Et voilà c’est reparti pour un tour de bolide signé Zidrou et Lafebre, un tour de saveurs estivales, de « Les Beaux Etés » au volant de celle que nomme Mam’zelle Estérel. Un amour de 4L rouge comme il en existe peu, un amour de vacances, de souvenirs qui sentent bon les barbecues, les frites, les plages bondées, les coffres de voiture dans lesquelles on montait, des sièges arrières où l’on n’était pas attaché ou seulement collé aux frères et sœurs qui dégoulinaient de sueurs car pas climatisée (la voiture, pas les frangines). C’est reparti les chansons chantées à tue-tête, les « c’est à quelle heure qu’on arrive » ou  « c’est encore loin », sans oublier les « j’ai envie de faire pipiiiiiiiiii » 

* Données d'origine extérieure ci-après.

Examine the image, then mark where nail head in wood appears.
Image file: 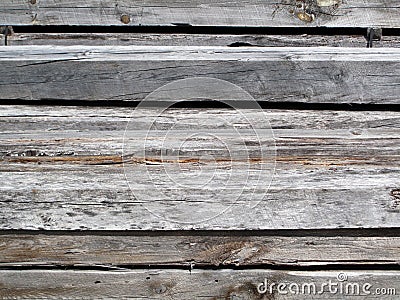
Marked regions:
[121,15,131,24]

Ah comme il nous manque ces jours où les souvenirs reviennent par caravane entière (la charrette étant au bœuf ce qu’est la caravane à la CX ou la toile de tente à la Citroën Mehari). Ces jours où nos parents décident de sortir la collection de diapos et de nous radoter leurs anecdotes préférées (la même qui nous barbait quand nous étions minots. La même qui, maintenant, nous fait sourire, rire, planter la larmichette à l’œil).

Ah comme il est bon de se rappeler de ces beaux étés.

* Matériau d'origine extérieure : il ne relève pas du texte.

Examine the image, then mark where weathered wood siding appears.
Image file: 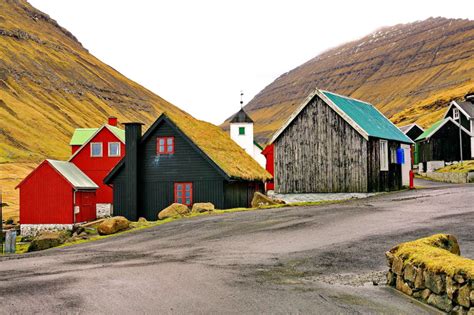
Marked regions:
[275,97,368,193]
[367,138,402,192]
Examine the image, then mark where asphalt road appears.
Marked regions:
[0,181,474,314]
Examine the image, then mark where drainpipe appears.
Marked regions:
[72,189,77,225]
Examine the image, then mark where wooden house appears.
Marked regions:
[415,117,471,171]
[69,117,125,217]
[16,160,99,235]
[444,93,474,160]
[105,114,271,220]
[271,89,413,193]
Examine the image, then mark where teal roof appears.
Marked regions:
[321,91,413,143]
[69,125,125,145]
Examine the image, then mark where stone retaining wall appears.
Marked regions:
[386,238,474,315]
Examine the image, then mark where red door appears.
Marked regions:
[76,191,96,223]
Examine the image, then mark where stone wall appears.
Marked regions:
[386,236,474,315]
[20,224,72,236]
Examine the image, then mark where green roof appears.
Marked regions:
[415,118,449,141]
[69,125,125,145]
[321,91,412,143]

Ces beaux étés où au volant de la fameuse 4L rouge Esterel, la famille Faldérault partaient vers le sud de la France, la Méditerranée, carte routière largement déployée. Cap au Sud. Cap vers les Calanques. Se souvenir des blagues foireuses, des pique-niques au goût de moustiques et autres crapauds, des vagues qui léchaient le cabanon sur la plage, les fesses à l'air, la crème solaire qui n’était pas obligatoire. Comme il est bon de se rappeler de ses caprices entre frangines se chamaillant l’attention de parents qui en profitaient pour se retrouver. Loin de tout, loin de ce pays plat, ce pays flamand, ce pays où la pluie grise le ciel et ajourne les journées. Loin d’Annie Cordy, des bourgeois de Jacques Brel, loin des emmerdes et des baraques à frites. 

Oui mais chez les Faldérault, les vacances ne riment pas avec farniente. Surtout en cette année 1962, où Belle-Maman et Beau-Papa sont de la première surprise party. Pierre qui rêvait, avec sa tendre moitié et leurs deux fillettes en bas-âge, de fouler des pieds la Grande Bleue, n’ira pas plus loin que cette belle et bonne vieille ville touristique de Saint Etienne, la bourgade des catalogues de la manufacture. Il faut dire qu’avec une femme à peine sortie de couches, d’un grand père tachycarde, l’aventure au gré des départementales vagabondes, c’est bon pour les bandes dessinées. Et heureusement que la parfaite Grand-Mère Mamyvette est là pour rappeler la rigueur et l’organisation de vacances bien planifiées, maîtrisées. Il faut dire que Mamyvette, c'est le guide Michelin à elle toute seule. D’ailleurs elle ne sort jamais sans. C’est pour vous dire que c’est quelqu’un Mamyvette. Et que « ce qu’Yvette veut… Dieu le veut ! ». Alors cette année cela sera St-Etienne et ses églises. Au diable le camping et la toile de tente, direction l’hôtel et par n’importe lequel « Hôtel du fier Brusseleir » et ses chambres à thématique belge parce qu’il ne faut pas changer toutes les habitudes non plus, même si pour une fois les frites… ne se mangeront pas à la pelle. 

 

Punaise j’ose…. qu’est ce que je l’aime cette série. Qu’est ce que j’aime ces « Beaux étés » de Zidrou et Lafebre.  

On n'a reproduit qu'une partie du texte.